En Belgique francophone, une personne sur dix ne sait ni lire ni écrire. | © © PHOTO LA VOIX DU NORD / BONNIERE PASCAL

Société

En Fédération Wallonie-Bruxelles, on estime que l’illettrisme touche une personne sur dix, soit à peu près 300.000 personnes. Et encore, c’est sans compter les élèves dont le niveau de lecture est insuffisant, les sans-papiers, les personnes étrangères n’ayant pas la nationalité belge…

Ce jeudi, la Foire du Livre ouvre ses portes à Bruxelles. Si ce rendez-vous est incontournable pour les férus de lecture, il est toutefois inaccessible à une partie de la population, dont le niveau de lecture est insuffisant. En Belgique francophone, environ 10 % de la population adulte est en difficulté face à la lecture et l’écriture.

Les premières initiatives d’alphabétisation datent des années 60 et se sont d’abord développées dans les grandes villes. À l’époque, elles étaient principalement destinées aux migrants. Ce n’est que dans les années 80 que plusieurs associations ont remarqué que l’analphabétisme persistait au sein de la population belge.

Et aujourd’hui ? Sur son site Internet, Lire et Écrire explique que non, les analphabètes ne sont pas tous des immigrés, répondant ainsi à un cliché encore trop largement répandu. Selon une enquête menée par l’association en 2016, au sein de ses propres lieux de formation, les personnes d’origine étrangère représentent, au total, 71 % des analphabètes (59 % en Wallonie et 70 % à Bruxelles). Les cours donnés par Lire et Écrire comptent plus de femmes (56%) que d’hommes et la grande majorité du public a entre 25 et 44 ans. Quant aux moins de 25 ans, ils représentent 10 % des élèves de Lire et Écrire.

L’association donne également un aperçu de la situation socioprofessionnelle de ses membres : 33 % dépendent du CPAS, 22 % sont demandeurs d’emploi indemnisés et 6% ont un emploi.

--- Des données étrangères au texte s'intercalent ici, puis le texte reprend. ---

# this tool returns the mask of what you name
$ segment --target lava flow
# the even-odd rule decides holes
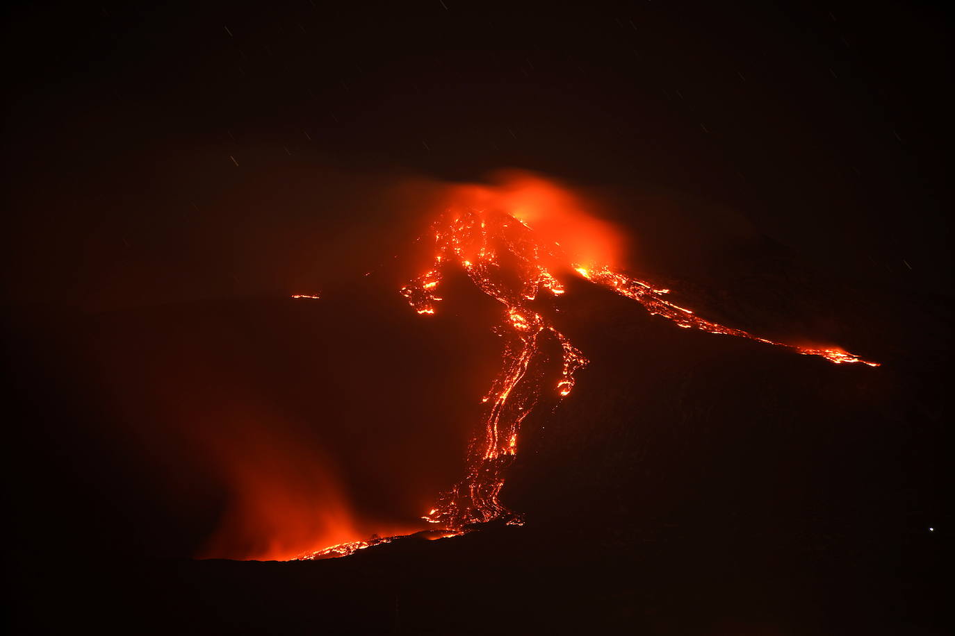
[[[580,202],[548,181],[519,175],[498,188],[465,185],[448,192],[450,205],[432,226],[435,252],[430,269],[402,287],[401,294],[418,314],[434,315],[442,300],[438,287],[447,268],[462,268],[481,292],[502,305],[503,321],[496,333],[503,338],[504,346],[500,372],[481,400],[481,424],[467,451],[466,474],[440,493],[422,518],[440,525],[441,537],[456,536],[469,525],[495,520],[522,523],[521,517],[500,501],[505,474],[518,452],[520,426],[542,402],[553,405],[569,395],[576,372],[589,362],[541,313],[547,312],[547,298],[566,292],[557,274],[576,271],[679,327],[787,347],[837,364],[879,366],[836,347],[786,344],[725,327],[670,302],[665,297],[669,290],[608,264],[614,260],[619,233],[577,212]],[[554,365],[551,359],[558,351],[560,364]],[[299,558],[346,556],[397,538],[374,536]]]
[[[573,268],[591,282],[640,302],[651,315],[668,318],[683,328],[784,346],[800,354],[821,356],[837,364],[861,362],[879,366],[841,349],[784,344],[703,319],[664,298],[669,290],[657,289],[605,265],[584,267],[568,261],[572,256],[559,243],[540,240],[527,223],[504,212],[475,209],[457,214],[449,212],[433,229],[436,254],[432,269],[401,290],[412,307],[418,314],[435,314],[436,303],[441,300],[437,288],[444,268],[456,264],[463,267],[484,294],[504,306],[506,317],[498,332],[505,339],[503,366],[483,398],[487,407],[480,430],[468,449],[467,474],[450,490],[441,493],[424,517],[449,529],[496,519],[508,523],[521,523],[520,517],[508,510],[499,499],[506,469],[518,451],[520,424],[546,391],[553,391],[557,400],[568,395],[574,386],[575,372],[588,362],[548,318],[532,308],[541,294],[564,293],[553,273],[562,265]],[[501,265],[505,258],[507,268]],[[545,386],[541,381],[541,366],[544,361],[541,345],[545,339],[555,339],[562,351],[562,369],[553,386]]]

Reste que 28 % sont sans revenus : les détenus, les demandeurs d’asile, les étudiants, les demandeurs d’emploi non-indemnisés, les femmes et les hommes au foyer.

Encore trop d’enfants ne comprennent pas ce qu’ils lisent

L’illetrisme touche toutefois un public bien plus large. Selon les dernières statistiques Pisa (2015), le taux d’élèves de 15 ans n’ayant pas acquis le niveau de base en lecture s’élevait à… 22,6 %. Un chiffre pour le moins interpellant, alors que l’enseignement est obligatoire. L’ASBL Lire et Écrire, créée en 1983, note par ailleurs qu’en 2017, près de 15 % d’enfants ont quitté l’enseignement primaire sans le Certificat d’études de base (CEB). Beaucoup d’entre eux ne parviendront pas à rattraper leurs lacunes dans l’enseignement secondaire. Les raisons de leur échec ? Ruptures familiale, scolaire, sociale, identitaire, culturelle… Mais aussi le système scolaire lui-même, décrit comme « particulièrement discriminant et inéquitable ».

 

L’illettrisme ou le fait d’être analphabète entraîne des conséquences dans tous les aspects de la vie quotidienne. © PHOTO LA VOIX DU NORD / BONNIERE PASCAL

L’offre ne répond pas à la demande

L’analphabétisme reste encore un sujet tabou et peut être très mal vécu par les premiers concernés. D’ailleurs, la première difficulté à laquelle ils se heurtent est la gêne et la peur. Peur d’avouer, peur de demander de l’aide. En d’autres mots : admettre qu’on est analphabète n’est pas si simple. Deuxième obstacle : l’accessibilité des formations d’alphabétisation. Le secteur dénonce depuis plusieurs années le manque de moyens. L’offre ne parvient pas à suivre la demande. Selon une étude menée par la Fédération Wallonie-Bruxelles en 2012, alors que le nombre de personnes en difficulté de lecture et d’écriture gravitait autour de 400.000 personnes, seules 20.000 ont pu suivre une formation. Qu’est-ce qui les pousse à faire un pas en avant ? La rentrée des enfants à l’école, la perte d’un emploi, d’un proche… Bref, toute situation qui entraîne des besoins nouveaux.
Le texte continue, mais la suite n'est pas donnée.